The features I used were:

features = [
'course_id',
'registered',
'viewed',
'explored',
'LoE_DI',
'YoB',
'gender',
'nevents',
'ndays_act',
'nplay_video',
'nchapters',
'nforum_posts',
]

  • course id: institution, course name, semester
  • registered: 0/1; registered for course = 1
  • viewed: 0/1; anyone who accessed the ‘Courseware’ tab
  • explored: 0/1; anyone who accessed at least half of the chapters
  • LoE_DI: user provided highest level of education
  • YoB: user provided year of birth
  • gender: user provided gender m, f, or o
  • nevents: number of interactions with the course
  • ndays_act: number of unique days student interacted with course
  • nplay_video: number of play video events within the course
  • nchapters: number of chapters with which the student interacted
  • nforum_posts: number of posts to the Discussion Forum.

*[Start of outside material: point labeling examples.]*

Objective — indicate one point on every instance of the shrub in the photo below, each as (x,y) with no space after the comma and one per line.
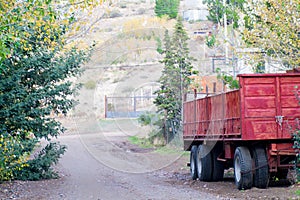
(90,85)
(114,14)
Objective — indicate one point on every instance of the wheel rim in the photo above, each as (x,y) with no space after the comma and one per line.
(237,169)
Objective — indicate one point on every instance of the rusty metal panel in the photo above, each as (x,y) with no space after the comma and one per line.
(268,105)
(264,108)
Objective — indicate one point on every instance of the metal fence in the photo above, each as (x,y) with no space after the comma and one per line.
(128,107)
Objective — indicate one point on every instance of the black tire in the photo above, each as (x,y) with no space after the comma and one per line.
(218,166)
(204,163)
(261,172)
(193,157)
(243,168)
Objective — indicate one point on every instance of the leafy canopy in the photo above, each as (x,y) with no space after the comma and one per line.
(175,75)
(35,84)
(166,7)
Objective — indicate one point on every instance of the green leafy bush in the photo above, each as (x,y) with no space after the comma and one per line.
(41,166)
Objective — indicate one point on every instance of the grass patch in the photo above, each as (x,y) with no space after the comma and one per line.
(141,142)
(90,85)
(171,150)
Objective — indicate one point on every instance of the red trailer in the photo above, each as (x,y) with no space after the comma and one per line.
(249,129)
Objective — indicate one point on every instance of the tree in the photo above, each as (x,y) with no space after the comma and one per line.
(273,27)
(217,10)
(175,78)
(166,7)
(34,85)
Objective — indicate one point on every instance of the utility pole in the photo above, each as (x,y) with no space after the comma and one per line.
(225,32)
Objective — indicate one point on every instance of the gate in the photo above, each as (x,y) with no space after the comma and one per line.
(128,107)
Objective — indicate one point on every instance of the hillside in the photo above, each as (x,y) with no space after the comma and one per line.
(125,61)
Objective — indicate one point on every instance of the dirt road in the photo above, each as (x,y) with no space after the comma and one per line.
(101,164)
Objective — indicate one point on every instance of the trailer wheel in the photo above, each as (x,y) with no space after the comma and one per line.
(261,173)
(242,168)
(204,163)
(193,158)
(218,166)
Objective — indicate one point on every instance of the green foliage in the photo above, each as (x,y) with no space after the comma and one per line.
(34,86)
(13,155)
(210,41)
(90,85)
(231,9)
(228,80)
(166,7)
(273,27)
(41,166)
(175,76)
(148,118)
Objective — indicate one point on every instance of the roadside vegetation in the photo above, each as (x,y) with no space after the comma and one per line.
(35,85)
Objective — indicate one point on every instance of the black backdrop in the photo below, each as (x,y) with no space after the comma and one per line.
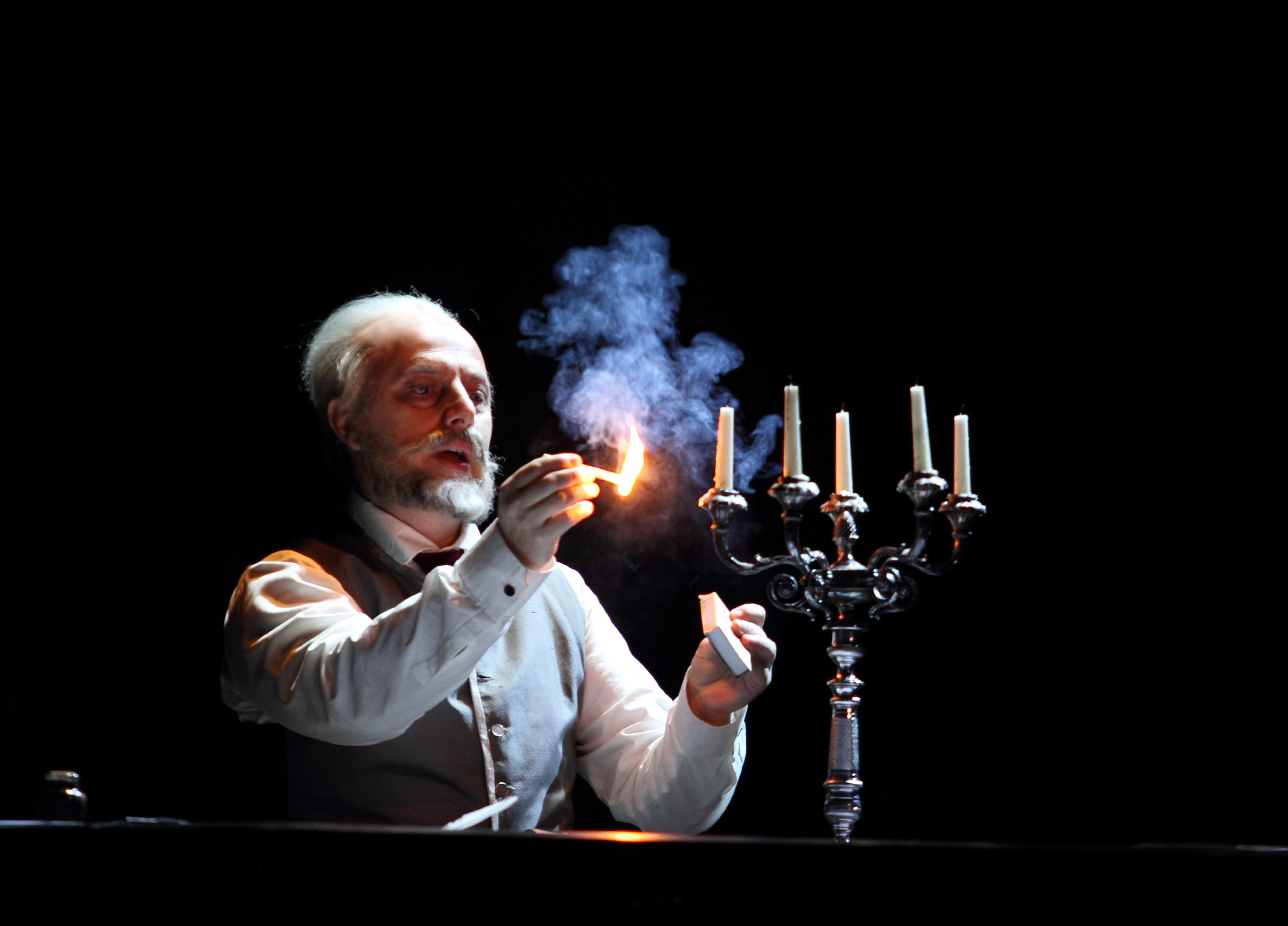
(1077,259)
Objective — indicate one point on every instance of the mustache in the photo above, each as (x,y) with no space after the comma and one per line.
(436,440)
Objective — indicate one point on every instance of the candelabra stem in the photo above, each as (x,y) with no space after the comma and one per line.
(843,807)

I chose not to reformat the data for unknowns and decided to keep the 'unk' and -1 representing unknowns as is because I did not want to place any assumptions that would mis-categorize all unknowns for a feature and skew the data. Because many categories had non-numerical data, for preprocessing I used one-hot encoding via the get_dummies() method; though it introduced sparsity into the dataset, it resulted in numerical values for the non-numerical categories.

When analyzing the features used in my final model, the majority of the important features seemed to be non-user-provided features, focusing on the user's interactions with the course and participation. However, some user-provided features were also considered such as highest level of education, year of birth, and gender.

Predictions

To improve my initial predictions, I first changed my approach from a decision tree classifier to the better-performing random forest classifier. I changed the features to be considered for the model (focusing on removing any possible user-submitted features gradually). I also tuned my random forest max depth hyperparameter, choosing the one that resulted in the best validation data accuracy.